If the value is greater than the middle element, we know it must be to the right, if it is in the set. Thus, we need only repeat the search on the items in the second half.
If we have run out of elements to search, the value is not in the set.

The following implements this algorithm:

int SortedIntSet::indexOf(int value) const {
  int start = 0;
  int end = num_elements;
  while (start < end) {
    int middle = start / 2 + end / 2;
    if (value == elements[middle]) {
      return middle;
    } else if (value < elements[middle]) {
      end = middle;
    } else {
      start = middle + 1;
    }
  }
  return -1;
}

Since half the search space is eliminated in each step, this algorithm takes time that is logarithmic in the size of the set.

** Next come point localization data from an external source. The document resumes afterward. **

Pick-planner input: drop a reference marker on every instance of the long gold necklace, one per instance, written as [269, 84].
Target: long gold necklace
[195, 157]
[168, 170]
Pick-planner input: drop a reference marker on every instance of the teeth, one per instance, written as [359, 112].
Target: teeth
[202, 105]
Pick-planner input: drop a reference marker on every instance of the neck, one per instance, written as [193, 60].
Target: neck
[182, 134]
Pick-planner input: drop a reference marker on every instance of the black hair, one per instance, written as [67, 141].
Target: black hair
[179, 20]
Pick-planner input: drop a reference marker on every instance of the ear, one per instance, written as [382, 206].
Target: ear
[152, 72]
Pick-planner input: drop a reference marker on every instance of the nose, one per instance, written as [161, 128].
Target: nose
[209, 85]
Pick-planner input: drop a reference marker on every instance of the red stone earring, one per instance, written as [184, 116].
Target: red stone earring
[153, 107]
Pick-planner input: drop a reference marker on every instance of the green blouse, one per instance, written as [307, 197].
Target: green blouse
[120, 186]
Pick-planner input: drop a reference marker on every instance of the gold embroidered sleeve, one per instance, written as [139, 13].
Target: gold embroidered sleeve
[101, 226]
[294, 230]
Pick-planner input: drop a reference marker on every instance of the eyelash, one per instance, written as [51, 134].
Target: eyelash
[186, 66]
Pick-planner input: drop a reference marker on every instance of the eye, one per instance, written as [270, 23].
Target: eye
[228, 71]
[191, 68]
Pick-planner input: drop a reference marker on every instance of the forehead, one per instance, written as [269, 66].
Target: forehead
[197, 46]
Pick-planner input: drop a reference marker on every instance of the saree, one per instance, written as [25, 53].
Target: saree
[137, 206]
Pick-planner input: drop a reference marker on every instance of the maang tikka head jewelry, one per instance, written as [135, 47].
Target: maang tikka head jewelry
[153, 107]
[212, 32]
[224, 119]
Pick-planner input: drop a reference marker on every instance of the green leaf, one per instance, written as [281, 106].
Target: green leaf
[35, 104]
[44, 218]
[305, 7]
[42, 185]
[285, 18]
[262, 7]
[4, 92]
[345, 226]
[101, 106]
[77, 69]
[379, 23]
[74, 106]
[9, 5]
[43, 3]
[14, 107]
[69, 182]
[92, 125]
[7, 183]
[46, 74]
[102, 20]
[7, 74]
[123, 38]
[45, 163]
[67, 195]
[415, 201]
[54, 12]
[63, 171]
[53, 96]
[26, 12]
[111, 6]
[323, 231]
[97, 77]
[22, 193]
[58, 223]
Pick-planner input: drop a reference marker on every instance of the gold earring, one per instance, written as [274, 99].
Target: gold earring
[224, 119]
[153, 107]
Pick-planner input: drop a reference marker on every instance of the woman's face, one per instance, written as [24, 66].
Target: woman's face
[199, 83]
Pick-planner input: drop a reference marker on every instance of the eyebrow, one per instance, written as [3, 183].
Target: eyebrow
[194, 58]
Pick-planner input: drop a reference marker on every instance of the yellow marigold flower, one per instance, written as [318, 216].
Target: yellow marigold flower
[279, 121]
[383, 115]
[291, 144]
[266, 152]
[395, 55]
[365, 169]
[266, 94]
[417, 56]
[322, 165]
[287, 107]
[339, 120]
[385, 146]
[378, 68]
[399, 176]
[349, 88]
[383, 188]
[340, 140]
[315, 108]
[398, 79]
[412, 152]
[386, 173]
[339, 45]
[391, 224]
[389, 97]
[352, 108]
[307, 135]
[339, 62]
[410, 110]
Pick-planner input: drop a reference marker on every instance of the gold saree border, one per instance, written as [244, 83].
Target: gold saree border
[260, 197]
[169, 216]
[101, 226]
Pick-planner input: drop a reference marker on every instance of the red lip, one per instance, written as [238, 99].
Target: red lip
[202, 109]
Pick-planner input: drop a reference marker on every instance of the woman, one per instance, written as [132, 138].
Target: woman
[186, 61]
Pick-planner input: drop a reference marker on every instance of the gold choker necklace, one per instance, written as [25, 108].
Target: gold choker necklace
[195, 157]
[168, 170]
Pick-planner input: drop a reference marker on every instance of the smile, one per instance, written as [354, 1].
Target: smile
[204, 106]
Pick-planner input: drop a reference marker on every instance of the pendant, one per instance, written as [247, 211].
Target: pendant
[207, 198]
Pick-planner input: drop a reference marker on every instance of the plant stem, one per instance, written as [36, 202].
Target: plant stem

We denote this as \(\textrm{O}(\log n)\), where \(n\) is the number of elements in the set.

For a set of size \(n\), the following compares the worst-case runtime of each operation on unsorted and sorted sets:

Operation	Unsorted Set	Sorted Set
`insert()`	\(\textrm{O}(n)\)	\(\textrm{O}(n)\)
`remove()`	\(\textrm{O}(n)\)	\(\textrm{O}(n)\)
`contains()`	\(\textrm{O}(n)\)	\(\textrm{O}(\log n)\)
`size()`	\(\textrm{O}(1)\)	\(\textrm{O}(1)\)
`constructor`	\(\textrm{O}(1)\)	\(\textrm{O}(1)\)

The notation \(\textrm{O}(1)\) means that the operation takes constant time: the time it takes is independent of the size of the set. The insert() and remove() operations must first check whether the item is in the set, so they can be no faster than contains(). The latter is significantly faster on a sorted set than an unsorted set, demonstrating the advantage of sorting.